3. Acknowledge their exclusive likes and dislikes.
Although we love dressing the siblings in matching clothes, that’s only cute until they grow old enough to decide what their look is. When raising siblings, there will be times when they would prefer to do things on their own rather than together. And when that happens, we support them in whatever way we can. While siblings do love each other, they don’t want to live in each other’s shadow forever.
At the same time, it helps them establish their own friend groups beyond their sibling. Even siblings need a break from each other every now and then!

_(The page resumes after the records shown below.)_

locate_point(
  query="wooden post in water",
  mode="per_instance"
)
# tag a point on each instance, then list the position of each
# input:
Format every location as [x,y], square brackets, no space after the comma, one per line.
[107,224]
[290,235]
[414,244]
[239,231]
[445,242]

4. Always give them equal “air time.”
Siblings will compete for attention but providing them equal time to air out their issues and tell their stories sends two messages: 1) both of their stories are equally important, and 2) you acknowledge that they are also two different people. This tip however is for older kids, starting from tween to all the way into adulthood.
5. Don’t force the sibling to participate in what the other sibling likes.
The unequal treatment usually starts here: one sibling has to do what the other sibling likes. It usually starts with restaurants, especially if one sibling is a picky eater. While some children are not too fussy with their food, it helps if we ask the non-picky ones every so often what they would like to do. That way, they still feel part of the family.
6. Make sure siblings reciprocate goodwill to one another.
Teach them that all forms of goodwill between siblings should be reciprocated. That way, they will always support each other. A lot of the bitterness usually comes from the lack of validation from either the parent or the sibling in question. But by reminding them to always to return the favor, it keeps things fair and transparent between the two.
Raising loving siblings needs us to be fair and impartial.
Although we have our biases and preferences for certain personalities and behaviors, that’s what usually leads to tense sibling rivalries. Raising siblings to have a loving relationship, whether they have a big age gap or not, demands a certain level of impartiality and fairness because it shows that we love them equally.
But the balancing act between empathy and fairness is a delicate one, especially when our kids have certain quirks and pet peeves inherited from our partners. It’s an exercise of patience, for sure. However, we know that the hard work will definitely pay off.